Step 8: Quick Check – Focus and Routine
Test your understanding of focus and weekly routines.
Which option best describes a good first 4–8 week launch plan for a small student team?
- Post on every social platform you can, change tactics daily, and only look at analytics at the end of the 8 weeks.
- Pick 1–3 channels, run a weekly create–promote–measure–iterate loop, and track a few key metrics like installs and activation.
- Focus only on building features and delay all marketing until the app is "perfect".
Show Answer
Answer: B) Pick 1–3 channels, run a weekly create–promote–measure–iterate loop, and track a few key metrics like installs and activation.
A good early plan focuses on a few channels and uses a repeatable weekly loop (create, promote, measure, iterate) tied to clear metrics. Spreading across every platform or delaying marketing usually slows learning.
Step 9: Review Key Terms
Flip these cards (mentally) to review the core ideas for your launch and growth plan.
- One-page launch and growth plan
- A short document (often a single page) that summarizes your target users, main goal, focus channels, weekly routine, experiments, and short-term targets.
- Activation
- The moment when a new user first experiences real value in your app (for example, creating their first task, finishing a workout, or sending a first message).
- Retention
- How many users come back to your app after a certain time, such as day 1, day 7, or day 30. It shows whether people find enough value to return.
- Experiment (in marketing)
- A small, time-limited change you make (such as a new ad, onboarding flow, or video hook) with a clear hypothesis and metric to see if it improves results.
- Weekly marketing routine
- A simple, repeated schedule (for example: Create on Monday, Promote on Wednesday, Measure and Iterate on Friday) that keeps you learning and improving every week.
Step 10: Assemble Your One-Page Plan
Now put everything together into a rough one-page draft. Use this template and fill in your own answers in a doc or notebook.
- App & Audience
- App name:
- Target users:
- Main Goal (Next 4–8 Weeks)
- Choose one: installs / activation / retention
- Describe it: "Improve [metric] from [current] to [target]."
- Focus Channels (Next 4–8 Weeks)
- Channel 1:
- Channel 2:
- Channel 3 (optional):
- Weekly Routine
- Create on:
- Promote on:
- Measure & Iterate on:
- Experiments (First 2–3)
- Experiment 1 hypothesis:
- Experiment 2 hypothesis:
- Experiment 3 hypothesis:
- Key Metrics to Track Weekly
- Store views: yes/no
- Installs: yes/no
- Activation event: yes/no (define the event)

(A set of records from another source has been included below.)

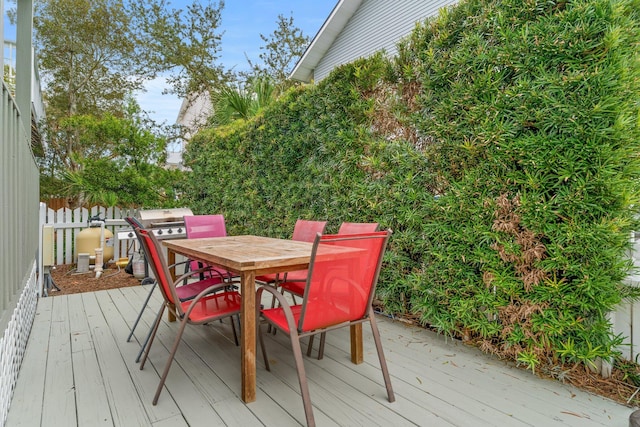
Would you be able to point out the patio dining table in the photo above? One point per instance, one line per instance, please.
(249, 256)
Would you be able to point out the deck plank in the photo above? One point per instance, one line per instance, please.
(59, 406)
(92, 406)
(79, 370)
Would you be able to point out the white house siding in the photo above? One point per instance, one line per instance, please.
(376, 25)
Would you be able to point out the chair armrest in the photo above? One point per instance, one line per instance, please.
(203, 294)
(198, 271)
(284, 304)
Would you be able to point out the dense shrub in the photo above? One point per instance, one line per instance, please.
(501, 146)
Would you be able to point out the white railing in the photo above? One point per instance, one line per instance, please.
(19, 243)
(626, 319)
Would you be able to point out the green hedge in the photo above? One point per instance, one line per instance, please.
(501, 147)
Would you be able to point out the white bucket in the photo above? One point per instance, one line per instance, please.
(83, 263)
(137, 263)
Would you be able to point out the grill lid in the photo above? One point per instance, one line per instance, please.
(162, 217)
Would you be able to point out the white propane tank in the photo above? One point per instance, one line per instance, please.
(89, 239)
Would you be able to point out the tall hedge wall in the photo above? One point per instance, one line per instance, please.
(501, 147)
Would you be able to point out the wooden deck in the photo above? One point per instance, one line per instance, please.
(79, 370)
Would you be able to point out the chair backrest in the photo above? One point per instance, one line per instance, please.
(197, 226)
(306, 231)
(158, 265)
(357, 227)
(341, 286)
(134, 222)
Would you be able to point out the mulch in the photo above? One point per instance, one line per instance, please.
(69, 281)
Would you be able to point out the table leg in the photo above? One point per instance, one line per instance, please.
(357, 351)
(248, 335)
(171, 260)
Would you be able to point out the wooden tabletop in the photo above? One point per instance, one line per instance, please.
(243, 253)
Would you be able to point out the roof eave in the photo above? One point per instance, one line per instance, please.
(321, 43)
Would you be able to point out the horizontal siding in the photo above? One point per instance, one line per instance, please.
(376, 25)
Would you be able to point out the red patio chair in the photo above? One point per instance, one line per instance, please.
(294, 282)
(339, 293)
(213, 303)
(185, 292)
(303, 231)
(198, 226)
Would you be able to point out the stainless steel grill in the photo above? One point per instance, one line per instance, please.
(164, 223)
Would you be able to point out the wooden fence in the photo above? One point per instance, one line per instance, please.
(67, 223)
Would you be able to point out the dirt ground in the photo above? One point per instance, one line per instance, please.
(615, 388)
(69, 281)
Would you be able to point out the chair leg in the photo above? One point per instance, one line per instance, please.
(263, 348)
(383, 362)
(149, 343)
(233, 327)
(302, 378)
(323, 337)
(146, 301)
(172, 355)
(310, 345)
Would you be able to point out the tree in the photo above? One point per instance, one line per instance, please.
(87, 56)
(93, 55)
(232, 102)
(185, 45)
(285, 45)
(120, 163)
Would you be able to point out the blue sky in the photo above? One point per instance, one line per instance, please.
(242, 23)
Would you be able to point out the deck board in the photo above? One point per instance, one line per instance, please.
(79, 370)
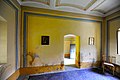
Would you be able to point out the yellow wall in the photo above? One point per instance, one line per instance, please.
(8, 13)
(67, 42)
(113, 25)
(3, 42)
(56, 28)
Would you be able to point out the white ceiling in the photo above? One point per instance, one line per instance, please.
(91, 7)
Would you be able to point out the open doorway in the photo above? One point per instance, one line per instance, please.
(69, 50)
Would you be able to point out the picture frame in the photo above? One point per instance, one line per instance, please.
(44, 40)
(91, 41)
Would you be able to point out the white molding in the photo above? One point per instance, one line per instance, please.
(111, 12)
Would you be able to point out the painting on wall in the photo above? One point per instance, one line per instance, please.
(91, 41)
(44, 40)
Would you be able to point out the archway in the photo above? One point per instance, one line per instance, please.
(71, 50)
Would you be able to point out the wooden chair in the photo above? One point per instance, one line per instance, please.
(108, 63)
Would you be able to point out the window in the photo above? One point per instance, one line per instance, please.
(118, 41)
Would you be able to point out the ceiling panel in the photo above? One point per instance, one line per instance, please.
(90, 7)
(41, 1)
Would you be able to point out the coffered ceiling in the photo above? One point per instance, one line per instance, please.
(91, 7)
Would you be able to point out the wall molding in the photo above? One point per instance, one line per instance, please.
(75, 6)
(16, 24)
(26, 14)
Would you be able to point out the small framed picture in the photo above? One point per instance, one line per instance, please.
(44, 40)
(91, 41)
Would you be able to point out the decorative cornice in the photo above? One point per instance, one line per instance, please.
(102, 11)
(76, 6)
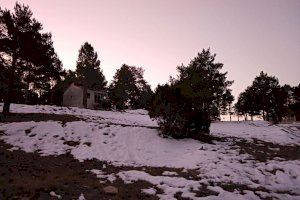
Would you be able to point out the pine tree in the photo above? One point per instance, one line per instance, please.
(185, 106)
(129, 89)
(88, 70)
(27, 55)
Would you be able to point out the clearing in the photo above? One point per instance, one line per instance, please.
(49, 152)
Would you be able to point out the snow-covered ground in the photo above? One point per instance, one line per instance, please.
(102, 135)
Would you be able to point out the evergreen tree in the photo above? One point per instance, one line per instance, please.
(129, 89)
(295, 102)
(88, 70)
(27, 55)
(265, 95)
(185, 106)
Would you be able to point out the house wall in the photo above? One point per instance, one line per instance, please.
(73, 97)
(91, 104)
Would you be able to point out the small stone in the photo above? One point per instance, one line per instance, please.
(110, 190)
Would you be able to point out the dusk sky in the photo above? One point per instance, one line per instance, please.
(247, 36)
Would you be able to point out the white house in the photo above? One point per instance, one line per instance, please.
(73, 97)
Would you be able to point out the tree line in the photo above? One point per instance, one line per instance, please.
(266, 97)
(31, 72)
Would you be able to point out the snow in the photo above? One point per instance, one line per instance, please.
(260, 130)
(81, 197)
(101, 175)
(103, 136)
(150, 191)
(167, 173)
(53, 194)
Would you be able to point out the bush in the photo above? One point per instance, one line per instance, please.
(185, 106)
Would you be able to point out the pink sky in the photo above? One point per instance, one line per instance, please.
(247, 36)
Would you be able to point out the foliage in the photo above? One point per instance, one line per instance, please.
(88, 70)
(264, 95)
(186, 106)
(129, 89)
(295, 101)
(27, 56)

- Retention (day 1 or day 7): yes/no
Once you have this written, you have your first launch and growth plan. You can refine it as you learn, but you now have a clear system to follow each week.
Key Terms
- Channel
- A place where you reach potential users, such as TikTok, Instagram, email, app stores, or online communities.
- Retention
- The percentage of users who return to your app after a certain time period (such as day 1, day 7, or day 30).
- Activation
- The first moment when a new user truly experiences the main value of your app (for example, creating a first task or completing a first workout).
- Experiment
- A small, structured test with a clear hypothesis and metric, designed to see whether a specific change improves your results.
- One-page plan
- A short, single-page document that summarizes your strategy, goals, channels, routine, and experiments so it is easy to follow and update.
- Weekly marketing routine
- A repeatable schedule of activities (create, promote, measure, iterate) that you follow every week to grow and learn.
- App Store Optimization (ASO)
- Improving your app store listing (title, keywords, screenshots, description) so more people find and install your app.